What’s the biggest thing or things you learned from doing this project?

That props and locations are a lot cheaper in New Jersey than they are in New York City even after you factor in travel costs! Also, more importantly, that during every project there are periods when everything seems to be going to hell. And that in those moments you have to keep it together and just keep doggedly going forward because only then do you have a chance of coming out the other side. Actually, that is something I re-learn every time I make a film.

What’s one piece of advice would you give to someone considering a project like this and/or a career like yours?

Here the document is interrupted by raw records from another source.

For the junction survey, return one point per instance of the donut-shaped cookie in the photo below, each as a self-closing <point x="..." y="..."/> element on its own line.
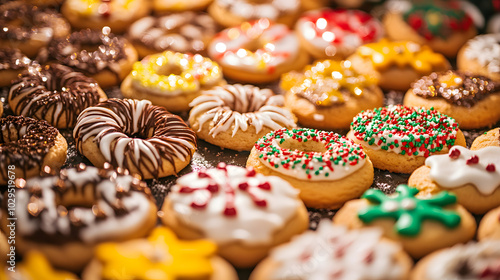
<point x="236" y="116"/>
<point x="444" y="26"/>
<point x="421" y="225"/>
<point x="489" y="227"/>
<point x="474" y="260"/>
<point x="255" y="211"/>
<point x="336" y="34"/>
<point x="27" y="146"/>
<point x="327" y="168"/>
<point x="229" y="13"/>
<point x="397" y="64"/>
<point x="96" y="14"/>
<point x="65" y="216"/>
<point x="103" y="56"/>
<point x="29" y="28"/>
<point x="172" y="6"/>
<point x="171" y="79"/>
<point x="472" y="100"/>
<point x="335" y="250"/>
<point x="329" y="93"/>
<point x="161" y="255"/>
<point x="489" y="138"/>
<point x="186" y="32"/>
<point x="54" y="93"/>
<point x="473" y="176"/>
<point x="399" y="138"/>
<point x="136" y="135"/>
<point x="12" y="63"/>
<point x="480" y="56"/>
<point x="257" y="52"/>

Making is a film can be so punishing on so many levels that you need to make sure you are really passionate about and totally committed to your idea and the material. That is what will carry you through when you feel like giving up. You should be making the film that you want to see. If you truly love it, chances are someone else will too. But you have to also be realistic about what you can achieve given your resources. For us, not having sync sound except in one scene made the shoot doable. We didn’t have to worry about the noise factor on location or deal with sound equipment. It made us able to shoot a lot faster, and time in filmmaking is money.

Will we get a chance to see this project on screen? How and where?

We just finished shooting and will probably start editing in January. Late spring or summer of 2013 is probably the earliest we can get it ready to premier. We hope to have screenings around New York, maybe at some of the places we filmed, like the Lower East Side Tenement Museum or in Red Hook, Brooklyn. I like the idea of an art/life connection.

What’s next for you after this project?

I’m not sure. Last year I wrote a feature-length screenplay about surfers in Rockaway Beach, Queens circa 1970 that is loosely based on the surf documentary I did. I would love to direct that.

Related links for “The West Begins at Fifth Avenue”


2 Responses to “Kryssa Schemmerling and “The West Begins at Fifth Avenue””

  1. Karen Elam November 25, 2012 at 4:03 am #

    Although I’m a good friend of Kryssa’s and the mother of three kids that appeared in the film, The West Begins at Fifth Avenue, I was unaware of many of the details that came out in this interview. It was great to get these insights into Kryssa’s thinking on this project and film-making in general. Thanks!

  2. anthonyferreri December 8, 2012 at 5:55 pm #

    I’m really impressed by Kryssa’s dedication and passion regarding the short, especially considering that it’s so stylized and may only have a limited audience. A year spent on a short is impressive, and that’s only for pre-production and production.

    Having the passion and determination to do this is a chief trait, and it sounds like Kryssa definitely has it.